-.- --. .-. --..

Rewrites outside location blocks in Nginx are bad!

When we did our recent performance tests on one of our nginx clusters I noticed something odd: the CPU was choking at a request rate that was too little for a system like that. It’s a static proxy server running vanilla nginx, and the downstream servers were doing okay in terms of latency. CPU on this system shouldn’t choke before saturating those downstream systems, but it did. perf reports on the process showed most of the samples occupied by symbols related to rewrite and ngx_http_regex_exec. While we have a lot of location rules in this codebase, and many of them are regular expression style matchers, it seemed like way too much time was occupied by these routines. What’s worse is that this happens even when we try running the benchmarks with known wrong URLs or triggering the block/rate-limiting configurations, which should bypass most of the location matching anyway. At one point I noticed Nginx (depending on compilation flags) has support for a PCRE JIT enigne configuration that promises improvement in regular expression matching. Turning this on did improve the situation quite a bit, but it wasn’t anything spectacular. The regex symbols still formed a large part in perf for every cut of URL type. Debugging this further pointed towards a combination of the following issues caused the problem:

  1. We have lots of rewrite rules within a server block outside of location blocks.
  2. The bypass routines in cases of known errors and/or rate limiting used relative paths in the config (internal redirects of sorts)
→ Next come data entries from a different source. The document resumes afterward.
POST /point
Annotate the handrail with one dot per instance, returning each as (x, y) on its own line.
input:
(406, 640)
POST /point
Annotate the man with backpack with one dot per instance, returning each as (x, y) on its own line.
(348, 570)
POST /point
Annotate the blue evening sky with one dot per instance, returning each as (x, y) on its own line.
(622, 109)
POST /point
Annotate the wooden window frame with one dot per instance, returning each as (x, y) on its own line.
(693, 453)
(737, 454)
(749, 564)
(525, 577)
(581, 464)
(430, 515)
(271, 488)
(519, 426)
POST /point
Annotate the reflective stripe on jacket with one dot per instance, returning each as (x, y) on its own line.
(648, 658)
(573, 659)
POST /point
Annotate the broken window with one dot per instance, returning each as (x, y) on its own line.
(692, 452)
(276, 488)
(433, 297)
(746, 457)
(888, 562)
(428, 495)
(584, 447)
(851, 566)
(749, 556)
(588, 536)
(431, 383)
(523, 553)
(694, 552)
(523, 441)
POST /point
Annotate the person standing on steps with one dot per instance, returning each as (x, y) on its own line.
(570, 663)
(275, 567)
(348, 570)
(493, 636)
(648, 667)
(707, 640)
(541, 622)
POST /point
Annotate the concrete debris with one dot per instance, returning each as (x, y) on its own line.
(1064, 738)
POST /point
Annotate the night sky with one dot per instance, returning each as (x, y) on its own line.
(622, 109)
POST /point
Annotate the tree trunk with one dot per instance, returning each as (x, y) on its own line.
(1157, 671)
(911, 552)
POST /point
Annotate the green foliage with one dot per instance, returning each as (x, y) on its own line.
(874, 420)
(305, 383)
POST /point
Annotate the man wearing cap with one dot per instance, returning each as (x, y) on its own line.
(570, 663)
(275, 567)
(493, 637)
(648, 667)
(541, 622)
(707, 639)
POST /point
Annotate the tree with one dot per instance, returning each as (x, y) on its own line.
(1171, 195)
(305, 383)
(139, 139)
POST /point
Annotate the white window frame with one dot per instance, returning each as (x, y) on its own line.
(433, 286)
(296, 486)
Our config had a bit of this shape:

http {
  server {
    server_name x.example.com localhost;
    listen 80;

    error_page  404 /404.html;
    error_page  403 /403.html;

    # hundreds of rewrite rules go here, intended to "normalize" matching URLs
    # rewrite {regex} ...
    # rewrite {regex} ...
    # rewrite {regex} ...
    # ... and so on

    location /404.html {
      root /srv/www/html;
    }

    location /403.html {
      root /srv/www/html;
    }

    location / {
      proxy_pass http://upstream;
    }
    # ... and so on
  }
}

In our case the configuration is spread over hundreds of files, and the rewrite rules shown here are all in a separate file which gets included right after the main server block configurations end and any location block definitions start.

A long time ago on the project a decision was made to add a file that contained a few URL matching rules that had to run in-order for every URL, before any location matching runs, sort of a pre-processor to “normalize” URLs.

This is okay as long as it doesn’t get abused. But slowly over time there were additions that should’ve simply been location blocks instead. For the uninitiated, location matching tends to be more efficient in matching URLs as nginx builds out a tree of these at startup rather than going at it serially one by one, which is what our problem technically became. This set of rules started growing as it became a kitchen-sink of sorts for every “wrong” URL—at the time of debugging the number of such rules were in the hundreds. These rules get executed multiple times if there are internal redirects; rewrite rules themselves can be internal redirects if they don’t use one of the bypassing flags like break, redirect, permanent, which further exacerbates the probem. This was true in our case since the intent was to run these in-order, which means last and break can’t be used by definition.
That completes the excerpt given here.